Merit Badge Counselors

Merit Badge books c 1960sYesterday I ran a list of Boy Scout merit badges available in 1965, along with a gallery of merit badge books my brothers and I collected over the years. Today’s post will have a list of every counselor registered with the Shawnee district in 1971, and a little about the counselor’s role.

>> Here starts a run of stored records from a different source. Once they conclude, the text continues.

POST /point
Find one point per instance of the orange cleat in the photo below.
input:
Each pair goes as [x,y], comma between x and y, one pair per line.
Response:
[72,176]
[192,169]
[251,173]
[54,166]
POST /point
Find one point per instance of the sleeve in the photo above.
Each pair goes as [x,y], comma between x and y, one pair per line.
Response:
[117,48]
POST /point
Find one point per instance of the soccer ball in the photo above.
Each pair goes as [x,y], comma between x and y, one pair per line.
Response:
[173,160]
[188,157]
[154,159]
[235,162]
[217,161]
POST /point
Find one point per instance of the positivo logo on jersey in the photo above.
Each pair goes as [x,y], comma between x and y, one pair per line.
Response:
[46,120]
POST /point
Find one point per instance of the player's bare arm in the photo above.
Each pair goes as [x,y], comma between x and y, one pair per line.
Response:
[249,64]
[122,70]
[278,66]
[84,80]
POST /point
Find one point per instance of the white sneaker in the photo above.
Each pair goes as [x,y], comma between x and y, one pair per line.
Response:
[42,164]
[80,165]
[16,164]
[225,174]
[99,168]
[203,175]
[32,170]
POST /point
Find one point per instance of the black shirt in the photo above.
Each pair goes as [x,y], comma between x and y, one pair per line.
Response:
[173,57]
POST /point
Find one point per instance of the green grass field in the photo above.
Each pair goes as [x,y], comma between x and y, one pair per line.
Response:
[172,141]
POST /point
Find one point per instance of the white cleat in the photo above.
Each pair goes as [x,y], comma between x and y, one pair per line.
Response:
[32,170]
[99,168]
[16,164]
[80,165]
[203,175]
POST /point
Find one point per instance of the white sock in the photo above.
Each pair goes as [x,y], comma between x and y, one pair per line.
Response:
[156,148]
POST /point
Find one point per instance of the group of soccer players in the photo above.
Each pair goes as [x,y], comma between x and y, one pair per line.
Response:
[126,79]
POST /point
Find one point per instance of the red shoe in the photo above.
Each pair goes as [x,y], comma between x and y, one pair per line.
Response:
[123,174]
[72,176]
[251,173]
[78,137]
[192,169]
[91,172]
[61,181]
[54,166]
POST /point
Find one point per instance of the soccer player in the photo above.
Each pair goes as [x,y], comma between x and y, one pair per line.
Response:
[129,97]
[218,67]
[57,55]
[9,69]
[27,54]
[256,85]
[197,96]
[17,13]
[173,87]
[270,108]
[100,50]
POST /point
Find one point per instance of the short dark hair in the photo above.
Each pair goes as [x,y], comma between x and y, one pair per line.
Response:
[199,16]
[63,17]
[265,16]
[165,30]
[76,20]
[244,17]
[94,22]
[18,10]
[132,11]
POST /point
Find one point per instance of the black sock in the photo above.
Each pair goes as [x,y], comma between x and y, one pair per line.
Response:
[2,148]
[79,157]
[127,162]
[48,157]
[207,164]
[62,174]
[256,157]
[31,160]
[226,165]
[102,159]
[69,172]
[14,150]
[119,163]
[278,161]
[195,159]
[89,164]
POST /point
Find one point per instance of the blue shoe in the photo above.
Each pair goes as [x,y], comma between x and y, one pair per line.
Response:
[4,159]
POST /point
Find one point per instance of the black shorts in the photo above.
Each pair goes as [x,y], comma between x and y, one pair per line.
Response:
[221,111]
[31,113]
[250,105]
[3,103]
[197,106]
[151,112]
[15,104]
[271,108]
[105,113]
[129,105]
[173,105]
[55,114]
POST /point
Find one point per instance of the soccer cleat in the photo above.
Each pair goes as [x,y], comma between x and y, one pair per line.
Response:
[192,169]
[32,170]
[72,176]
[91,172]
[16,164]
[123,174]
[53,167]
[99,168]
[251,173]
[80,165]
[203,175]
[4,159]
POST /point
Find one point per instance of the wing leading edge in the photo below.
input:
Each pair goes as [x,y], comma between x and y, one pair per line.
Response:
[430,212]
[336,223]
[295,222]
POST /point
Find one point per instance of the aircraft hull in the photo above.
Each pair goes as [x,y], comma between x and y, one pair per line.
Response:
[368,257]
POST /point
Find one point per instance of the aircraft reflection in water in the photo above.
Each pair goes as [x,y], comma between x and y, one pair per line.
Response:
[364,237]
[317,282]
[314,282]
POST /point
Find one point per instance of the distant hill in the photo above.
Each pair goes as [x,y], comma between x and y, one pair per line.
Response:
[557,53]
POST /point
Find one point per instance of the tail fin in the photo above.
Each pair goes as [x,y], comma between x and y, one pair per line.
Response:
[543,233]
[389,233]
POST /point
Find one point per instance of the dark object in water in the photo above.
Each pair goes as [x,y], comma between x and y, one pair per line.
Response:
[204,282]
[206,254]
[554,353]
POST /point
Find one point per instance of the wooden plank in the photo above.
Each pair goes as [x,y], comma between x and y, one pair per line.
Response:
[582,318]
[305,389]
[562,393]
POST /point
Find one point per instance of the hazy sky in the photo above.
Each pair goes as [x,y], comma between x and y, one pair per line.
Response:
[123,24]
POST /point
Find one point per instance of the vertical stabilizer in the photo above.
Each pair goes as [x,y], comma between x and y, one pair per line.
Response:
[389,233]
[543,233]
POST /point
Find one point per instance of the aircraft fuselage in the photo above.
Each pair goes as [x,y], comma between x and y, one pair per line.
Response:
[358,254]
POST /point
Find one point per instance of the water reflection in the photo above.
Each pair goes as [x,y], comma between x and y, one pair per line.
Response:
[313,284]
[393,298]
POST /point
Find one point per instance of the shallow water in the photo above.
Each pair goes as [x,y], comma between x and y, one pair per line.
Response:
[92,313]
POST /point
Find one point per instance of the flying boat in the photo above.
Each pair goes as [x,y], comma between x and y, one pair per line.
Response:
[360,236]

It’s interesting to read through the list of counselors. The men who volunteered for the job included some of the top in their field: names like Hal Lehman (Architecture), Jake Wells (Art), Weldon Hager (Athletics), Lawrence Bahn (Atomic Energy), John Seesing (Aviation), Bill Ewing (Music and Bugling), Fred Wilferth (Citizenship in the Nation and Scholarship), Ed Blummenberg (farming badges), Earl Siemers (Dairying), Dr. L.W. Hathaway (Dog Care and Pets), Tom Holshouser (Drafting), Milton Ueleke (Electricity and Electronics), Sheriff Ivan McClain (Fingerprinting),  Henry Ochs (Fruit and Nut Growing and Gardening), John Blue (Journalism), Dr. W.O. Seabaugh (Horsemanship), Claude Foeste (Landscape Architecture), Richard Flentge (Swimming and Lifesaving), Harry Siemer (Personal Finances), Dr. J.A. Kinder (Personal Fitness, Wildlife Management and Public Health), B.W. Birk (Plumbing), Bill Nowell (Photography), Clarence Suedekum (Salesmanship), James L. Garner (Sculpture), Larry Grisvard (Theater), and Calvin Brennan (Wood Carving).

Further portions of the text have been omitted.